Oleg nodded vigorously. “You have it hooked. Constantinople’s at the inner end of the northern channel.”
“But there’s no city there,” a crewman protested.
“Oh, you’d not have heard, I suppose:” Oleg said loftily.
“Zeus thunder me, I have!” Diores rapped, all at once become stern. Silence took over, except for thrum and gurgle and the pitiful bleat of the two sheep penned beneath this deck. “I’ve plied these lanes aplenty, you,” Diores said. “Once as far as Colchis under the Caucasus. Nor am I the only Achaean who has.”
“You mean you dare currents in a cockleshell like this?” Oleg exclaimed. “Why, I could almos’ put my fist through the side."
“A guest oughtn’t to tell lies,” Diores said.
“Wait,” Reid began, reaching to touch him.

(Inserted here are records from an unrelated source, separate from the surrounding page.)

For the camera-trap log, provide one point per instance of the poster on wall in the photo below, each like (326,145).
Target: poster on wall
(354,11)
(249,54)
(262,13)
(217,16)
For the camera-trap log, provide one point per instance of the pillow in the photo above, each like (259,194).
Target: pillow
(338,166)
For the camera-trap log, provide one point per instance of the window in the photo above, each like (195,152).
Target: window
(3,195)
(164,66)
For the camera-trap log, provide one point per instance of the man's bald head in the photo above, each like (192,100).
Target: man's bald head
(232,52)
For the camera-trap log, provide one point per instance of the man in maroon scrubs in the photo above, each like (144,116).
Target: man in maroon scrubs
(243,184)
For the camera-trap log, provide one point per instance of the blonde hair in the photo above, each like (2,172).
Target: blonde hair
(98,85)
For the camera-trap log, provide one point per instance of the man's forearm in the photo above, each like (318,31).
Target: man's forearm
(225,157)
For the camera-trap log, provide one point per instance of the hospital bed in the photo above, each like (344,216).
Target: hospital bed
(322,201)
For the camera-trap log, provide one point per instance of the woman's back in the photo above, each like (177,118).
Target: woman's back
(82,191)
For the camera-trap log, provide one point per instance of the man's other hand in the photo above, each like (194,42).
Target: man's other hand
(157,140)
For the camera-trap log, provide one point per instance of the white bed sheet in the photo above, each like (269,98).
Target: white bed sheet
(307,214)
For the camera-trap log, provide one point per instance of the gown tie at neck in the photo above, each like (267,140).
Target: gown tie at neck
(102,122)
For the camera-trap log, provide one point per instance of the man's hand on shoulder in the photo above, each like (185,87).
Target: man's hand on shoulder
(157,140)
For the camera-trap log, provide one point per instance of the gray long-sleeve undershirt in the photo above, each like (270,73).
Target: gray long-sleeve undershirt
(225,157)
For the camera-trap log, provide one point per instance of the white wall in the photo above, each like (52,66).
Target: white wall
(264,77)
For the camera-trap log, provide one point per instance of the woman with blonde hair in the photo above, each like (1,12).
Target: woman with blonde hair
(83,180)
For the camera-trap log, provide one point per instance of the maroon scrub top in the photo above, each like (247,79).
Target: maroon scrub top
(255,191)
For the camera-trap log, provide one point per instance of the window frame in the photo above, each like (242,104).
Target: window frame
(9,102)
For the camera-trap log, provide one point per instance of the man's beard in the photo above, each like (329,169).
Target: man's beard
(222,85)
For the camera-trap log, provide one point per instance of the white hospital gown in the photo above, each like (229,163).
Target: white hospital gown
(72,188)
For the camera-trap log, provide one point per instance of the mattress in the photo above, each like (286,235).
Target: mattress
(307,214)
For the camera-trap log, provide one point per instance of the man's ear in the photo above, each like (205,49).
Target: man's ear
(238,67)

Oleg shook his head. “Sorry. Too much wine:’ He stared into his cup. “I forgot. We’ve come backward through time. Constantinople’s not been built yet, I s’pose. It will be, though, it will be. I’ve been there. I know.” He tossed the wine off and the cup down into a sailor’s lap.
Diores stayed unmoving. His face might have been a block of driftwood. The listeners below stirred and buzzed. Hands dropped, toward bronze knives; fingers traced signs.
“Oleg,” Reid said. “No more.”
“Why not?” the Russian mumbled. “Truth, isn’ it? Let’s go in business as prophets.”
“No more,” Reid repeated. “I’ve told you where I am from. Heed me."
Oleg bit his lip. Reid turned to Diores. Above the unease that crawled inside him and made his skin prickle, the American donned an apologetic grin. “I should have warned you, Captain,” he said. “My comrade’s given to tall tales. And of course what really happened would confuse anybody.”